The situation today might not be as extreme for those who dissent, however freedom of speech is still a sensitive issue for many Turkish artists. This is perhaps why [Nuri Bilge] Ceylan uses family drama as a metaphor for Turkey.

The situation today might not be as extreme for those who dissent, however, freedom of speech is still a sensitive issue for many Turkish artists. This is perhaps why Ceylan uses family drama as a metaphor for Turkey.

Winter Sleep deals with the simmering tensions within a household. A retired actor who has inherited a big estate in the breathtakingly beautiful Cappaddocia and who aspires to write the first-ever book on the history of Turkish theatre, is surrounded by attentive servants, an efficient and discreet general manager, an elderly sister who keeps him company in the evenings and a much younger wife who spends her spare time trying to raise money for local schools.

A metaphor

The patriarch, a charismatic and handsome Turkish Omar Sharif, is totally oblivious to the resentment simmering at home and on his estate. His sister has always resented his morally superior ways; his younger wife feels completely stifled and struggles to find interest in life; his general manager and servants are dissatisfied but fearful; and his disgruntled and much poorer tenants simply hate him. Substitute the patriarch with the figure of Erdogan, and the metaphor is complete.

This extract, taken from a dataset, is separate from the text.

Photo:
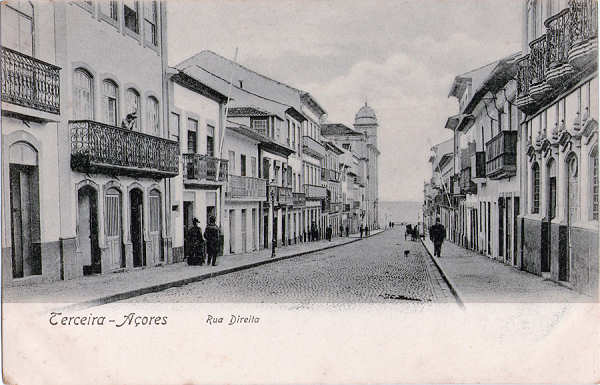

For Ceylan, it is obvious that the main problem lies in the widening gap between the generations in Turkey, and the deepening misunderstanding between old and young, rich and poor, which has fed – and will foster more – trouble.

The week Winter Sleep was screened in Cannes, more demonstrations were violently repressed in Istanbul with two young protesters killed by the police. The picture of a 30-year-old man dying in the street went viral on social networks, with many Turkish people posting the word “enough” on it.

London-based Turkish writer Elif Shafak wrote last week: “If you take to the streets, you get a slap from the state.” And she meant it, literally. Shafak says that during a visit in Soma, Erdogan is reported to have followed a protester into a supermarket and slapped him.

“In a recent video, Erdogan is heard warning: ‘If you boo this country’s prime minister, you get a slap.'”

Let’s hope that Ceylan, on his return to Istanbul, won’t also get a slap from his mercurial prime minister for having spoken freely and vented his concerns on the world stage – that is, the Cannes Film Festival.

Agnes Poirier is the UK editor for the French political weekly MARIANNE, and a political commentator for the British, American, Canadian, French and Italian press, and a regular contributor to the BBC, Sky News, and Al Jazeera. She is the author of ‘Touche, A French woman’s take on the English’.